[Math] The Halting Problem and Church’s Thesis

computability-theorylo.logicproof-theory

In the opening chapters of Hartley Rogers, Jr.'s book Theory of Recursive Functions and Effective Computability, the proofs of the unsolvability of the halting problem and related unsolvability results invoke Church's Thesis. Can Church's Thesis be avoided?

Edit added on September 7 while putting a bounty on the question:

While in no way whatsoever doubting the diagonal argument per se, I am nevertheless in doubt as to how this is meant to work in the undecidability set up as witnessed also by my probes. One $\textit{evasion-possibility}$ that I, given my befuddlements, am not able to exclude a priori is that there $\textit{is}$ a recursive function that tells us whether a given Turing machine halts, but that a diagonalisation of the Turing machine would – pace Church and Turing – provide an effective non-recursive method beyond that recursive function.
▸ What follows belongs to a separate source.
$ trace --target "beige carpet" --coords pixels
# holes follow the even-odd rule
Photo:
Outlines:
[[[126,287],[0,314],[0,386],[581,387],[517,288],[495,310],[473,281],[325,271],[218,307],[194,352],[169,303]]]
I am rather certain that the evasion-possibility does not obtain, but I want to understand precisely why it does not. Somehow, I would have thought that the answer to this were simple. (The last sentence was not meant to contradict or undermine comments that pointed towards a tediousness of carrying these matters through.)

Best Answer

Let me point out that there are really a family of Church-Turing theses assertions.

On the one hand, for what is sometimes described as the weak Church-Turing thesis, one imagines an idealized human agent, not constrained by resources of time or memory (or supplies of paper and pencil), but carrying out the kind of idealized computation that Turing had described — using paper and pencil calculations according to certain kinds of formal rules — and the claim is that any such algorithm that could in principle be carried out by such an idealized human agent can in fact by carried out by a suitable Turing machine program. According to this version of the thesis, therefore, the Turing-machine account of computability has captured the correct notion of computability-in-principle for an idealized human agent.

I believe that it is the weak Church-Turing thesis that most mathematicians have in mind when speaking of the Church-Turing thesis. A convincingly large piece of evidence for at least this weak form of the Church-Turing thesis consists of the mathematical fact that all the various notions of formal computability, including Turing machines, modified and expanded Turing machines, such as multi-tape machines and expanded alphabet or instruction set Turing machines, but including also register machines, modified register machines, flowchart machines, machines based on idealized versions of the basic programming language, or C++ or whatever other computer language, and so on. All these various notions of formal computability have been proved equivalent — they can all simulate each other — and this makes us think that we have correctly captured the notion of computability-in-principle with any one of them.

And surely it is only the weak Church-Turing thesis that is used in the arguments that Rogers mentions. When one describes a computational procedure in the way that Rogers does, or anyone does in the entire field of computability theory, one is describing a computational procedure that could in principle be carried out by an idealized human agent using only paper and pencil with plenty of time and plenty of paper. So this is a use of the comparatively uncontested formulation of the Church-Turing thesis. As Andrej and the other commentators testify, there is nearly universal agreement on the accuracy of the weak Church-Turing thesis.

The point I want to emphasize, however, is that there is another stronger version of the thesis, the strong Church-Turing thesis, which asserts that not only are the idealized paper-and-pencil computational procedures all simulable by Turing machines, but also any algorithm procedure that we could in principle carry out in our physical universe, however strange, is simulable by Turing machines. This is a much stronger claim.

Frankly, the evidence for this stronger version of the Church-Turing thesis is considerably weaker, in light of the fact that we already know that the fundamental nature of physical reality, including various bizarre quantum effects as well as relativistic effects, such as time dilation, are quite bizarre. We don't actually have much reason to think that it should not be possible in principle to take advantage of them for computational effect.

The quantum Turing machines may be a familiar example. Although we already know a lot about quantum Turing machines, in fact these will not violate the strong Church-Turing thesis, since they are in principle simulable by ordinary Turing machines (although the simulation takes much longer time, so the new quantum machines may give rise to a new complexity theory, even though they give rise to the same computability theory). So there seems to be no hidden violation of the strong Church-Turing thesis arising there.

But meanwhile, there are other strange computational procedures such as black hole computation and others, which seem possibly to offer a way to violate the Church-Turing thesis, by taking advantage of the relativistic effects such as time dilation that occur in our actual physical world. See Philip Welch's article, The extent of computation in Malament-Hogarth spacetimes, for a great summary and mathematical analysis of this kind of thing.

Jack Copeland has particularly emphasized the distinction between the weak and the strong Church-Turing theses.